In an experiment using RT-PCR, UV-B roll was irradiated to HDF cells to measure the efficacy of CSE treated with different concentrations (1, 5, and 10 mg/mL) on inflammation and photo-aging. CSE dose-dependently decreased UV-B-enhanced inflammatory cytokines TNF-α and IL-6 in skin cells. In addition, CSE regulated the mRNA expression of MMP-1, MMP-2, and TIMP-1 in the imbalance of MMPs and TIMPs caused by cytokines increased by the inflammatory response and increased the production of type Iα1 pro-collagen.

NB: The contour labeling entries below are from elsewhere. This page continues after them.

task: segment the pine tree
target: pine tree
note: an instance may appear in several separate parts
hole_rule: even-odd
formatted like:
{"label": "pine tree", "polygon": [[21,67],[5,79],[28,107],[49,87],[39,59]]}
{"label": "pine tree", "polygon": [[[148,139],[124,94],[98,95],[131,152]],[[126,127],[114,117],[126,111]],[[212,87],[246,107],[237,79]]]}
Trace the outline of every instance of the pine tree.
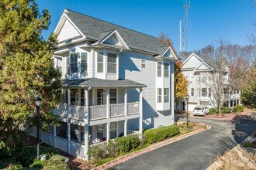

This result showed that CES could maintain and improve the condition of normal skin tissue in HDF cell lines not induced by UV-B. Furthermore, the results of inhibiting ECM degradation, such as elastin and collagen, through MMP/TIMP balancing by inhibiting and promoting MMPs and TIMPs in HDFs cell lines, where skin diseases such as photo-aging and wrinkles were induced by UV-B, confirmed the potential of CSE as a functional material that can play a significant role in skin health by inhibiting photo-aging and treating skin diseases in skin tissues damaged or undamaged by UV-B.

5. Conclusions

Today, fish are used not only as a variety of food but also as a health-promoting food. However, this industrial use is still limited. In particular, it is known that the nutrient components, including collagen, are distributed in the fish skin, but the development of a product using the fish skin in the industry has not been activated.

In this study, it was confirmed that CSE treatment reduced TNF-α and IL-6 in a dose-dependent manner after UV-B irradiation on HDF cells induced a strong inflammatory response and photo-aging. In addition, CSE inhibited the activity of MMP-1 and 2 related to skin diseases such as wrinkles and photo-aging, and increased the activity of TIMP-1, thereby inhibiting elastin degradation and increasing COL1A1 activity through the balance between MMP and TIMP.

Through these results, we would like to suggest that commercially valuable substances can be obtained using fish skins discarded as waste, and in particular, they can be used as beneficial materials for skincare. Further studies will be designed to evaluate the efficacy as a functional material through the separation and purification of Cynoglossus semilaevis shell peptide components.